Understand slots
A BigQuery slot is a virtual compute unit used by BigQuery to execute SQL queries or other job types. During the execution of a query, BigQuery automatically determines how many slots are used by the query. The number of slots used depends on the amount of data being processed, the complexity of the query, and the number of slots available. In general, access to more slots lets you run more concurrent queries, and your complex queries can run faster.
While all queries use slots, you have two options for how you are charged for usage, the on-demand pricing model or the capacity-based pricing model.

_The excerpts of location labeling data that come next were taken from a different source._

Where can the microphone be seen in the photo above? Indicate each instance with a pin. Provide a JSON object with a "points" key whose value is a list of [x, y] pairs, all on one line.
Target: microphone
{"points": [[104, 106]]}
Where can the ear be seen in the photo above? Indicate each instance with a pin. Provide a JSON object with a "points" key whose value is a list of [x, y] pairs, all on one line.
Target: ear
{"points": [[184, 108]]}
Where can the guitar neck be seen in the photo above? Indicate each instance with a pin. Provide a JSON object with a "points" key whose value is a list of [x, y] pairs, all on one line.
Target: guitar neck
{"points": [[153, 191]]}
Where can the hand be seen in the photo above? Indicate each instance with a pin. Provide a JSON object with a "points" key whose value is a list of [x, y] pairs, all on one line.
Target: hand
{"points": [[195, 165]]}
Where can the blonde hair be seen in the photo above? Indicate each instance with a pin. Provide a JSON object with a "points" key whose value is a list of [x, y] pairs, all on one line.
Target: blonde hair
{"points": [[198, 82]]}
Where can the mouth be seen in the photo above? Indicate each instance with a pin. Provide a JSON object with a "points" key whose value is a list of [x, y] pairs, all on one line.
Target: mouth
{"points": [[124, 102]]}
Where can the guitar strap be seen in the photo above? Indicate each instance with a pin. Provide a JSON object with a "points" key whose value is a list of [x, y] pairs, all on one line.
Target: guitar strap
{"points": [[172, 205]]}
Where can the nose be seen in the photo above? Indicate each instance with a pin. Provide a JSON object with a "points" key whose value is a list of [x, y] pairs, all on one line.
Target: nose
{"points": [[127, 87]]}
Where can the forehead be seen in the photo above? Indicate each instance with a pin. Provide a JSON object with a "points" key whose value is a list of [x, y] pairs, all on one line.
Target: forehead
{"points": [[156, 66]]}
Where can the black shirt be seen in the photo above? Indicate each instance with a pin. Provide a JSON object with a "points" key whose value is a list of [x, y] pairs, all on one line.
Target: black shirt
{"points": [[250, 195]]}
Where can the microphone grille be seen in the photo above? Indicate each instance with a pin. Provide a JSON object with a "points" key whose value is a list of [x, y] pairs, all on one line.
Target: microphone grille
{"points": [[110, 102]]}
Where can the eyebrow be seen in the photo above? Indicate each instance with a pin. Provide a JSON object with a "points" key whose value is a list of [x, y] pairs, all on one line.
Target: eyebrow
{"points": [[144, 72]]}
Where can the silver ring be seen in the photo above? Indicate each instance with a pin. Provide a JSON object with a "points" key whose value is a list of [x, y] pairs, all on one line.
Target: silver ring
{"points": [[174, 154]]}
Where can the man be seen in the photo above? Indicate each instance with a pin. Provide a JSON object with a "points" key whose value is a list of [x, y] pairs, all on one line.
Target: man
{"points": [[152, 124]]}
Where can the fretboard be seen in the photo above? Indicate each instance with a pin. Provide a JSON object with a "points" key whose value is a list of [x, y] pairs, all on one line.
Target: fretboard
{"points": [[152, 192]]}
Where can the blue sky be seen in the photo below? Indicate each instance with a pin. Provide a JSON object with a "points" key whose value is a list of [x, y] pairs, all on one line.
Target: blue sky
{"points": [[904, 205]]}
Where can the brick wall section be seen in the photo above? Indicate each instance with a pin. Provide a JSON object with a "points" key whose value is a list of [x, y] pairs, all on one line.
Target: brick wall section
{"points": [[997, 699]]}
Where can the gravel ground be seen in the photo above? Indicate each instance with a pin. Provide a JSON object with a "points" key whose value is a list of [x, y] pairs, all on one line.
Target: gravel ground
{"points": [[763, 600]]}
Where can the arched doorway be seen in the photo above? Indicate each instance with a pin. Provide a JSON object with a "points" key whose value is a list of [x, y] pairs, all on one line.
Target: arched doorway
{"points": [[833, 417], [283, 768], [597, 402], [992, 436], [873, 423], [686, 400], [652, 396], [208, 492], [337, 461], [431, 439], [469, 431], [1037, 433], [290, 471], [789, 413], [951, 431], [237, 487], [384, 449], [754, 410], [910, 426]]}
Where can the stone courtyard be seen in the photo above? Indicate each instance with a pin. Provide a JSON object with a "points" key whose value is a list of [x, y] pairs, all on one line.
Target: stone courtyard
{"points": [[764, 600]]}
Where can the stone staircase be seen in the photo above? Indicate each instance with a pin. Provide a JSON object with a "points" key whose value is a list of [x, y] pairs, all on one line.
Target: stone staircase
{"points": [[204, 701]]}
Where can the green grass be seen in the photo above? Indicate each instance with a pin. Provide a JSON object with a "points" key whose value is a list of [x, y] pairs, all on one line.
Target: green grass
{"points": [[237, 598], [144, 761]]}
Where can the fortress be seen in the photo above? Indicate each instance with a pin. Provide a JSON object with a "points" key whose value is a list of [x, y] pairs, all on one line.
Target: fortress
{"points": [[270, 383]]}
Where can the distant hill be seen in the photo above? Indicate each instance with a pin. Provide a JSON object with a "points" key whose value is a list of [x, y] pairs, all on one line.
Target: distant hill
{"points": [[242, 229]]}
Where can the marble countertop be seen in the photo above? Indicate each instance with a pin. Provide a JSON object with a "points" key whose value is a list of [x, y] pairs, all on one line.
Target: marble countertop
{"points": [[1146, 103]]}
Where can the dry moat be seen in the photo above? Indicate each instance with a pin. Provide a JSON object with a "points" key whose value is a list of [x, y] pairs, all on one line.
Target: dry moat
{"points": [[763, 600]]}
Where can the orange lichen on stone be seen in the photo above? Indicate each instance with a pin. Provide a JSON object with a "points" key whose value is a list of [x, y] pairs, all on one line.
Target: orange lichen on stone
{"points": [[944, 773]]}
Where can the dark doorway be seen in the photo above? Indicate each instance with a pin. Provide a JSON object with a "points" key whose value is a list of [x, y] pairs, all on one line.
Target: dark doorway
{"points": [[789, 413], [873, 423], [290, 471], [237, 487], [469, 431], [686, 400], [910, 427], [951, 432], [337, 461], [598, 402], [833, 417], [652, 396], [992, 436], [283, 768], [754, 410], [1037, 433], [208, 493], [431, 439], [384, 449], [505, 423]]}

By default, you are charged using the on-demand model. With this model, you are charged for the amount of data processed (measured in TiB) by each query. Projects using the on-demand model are subject to per-project and per-organization slot limits with transient burst capability. Most users on the on-demand model find the slot capacity limits more than sufficient. However, depending on your workload, access to more slots may improve query performance. To check how many slots your account uses, see BigQuery monitoring.
With the capacity-based model, you pay for the slot capacity allocated for your queries over time. This model gives you explicit control over total slot capacity, whereas the on-demand model does not. You explicitly choose the amount of slots to use through a reservation. You can specify the amount of slots in a reservation as a baseline amount which is always allocated, or as an autoscaled amount, which is allocated when needed.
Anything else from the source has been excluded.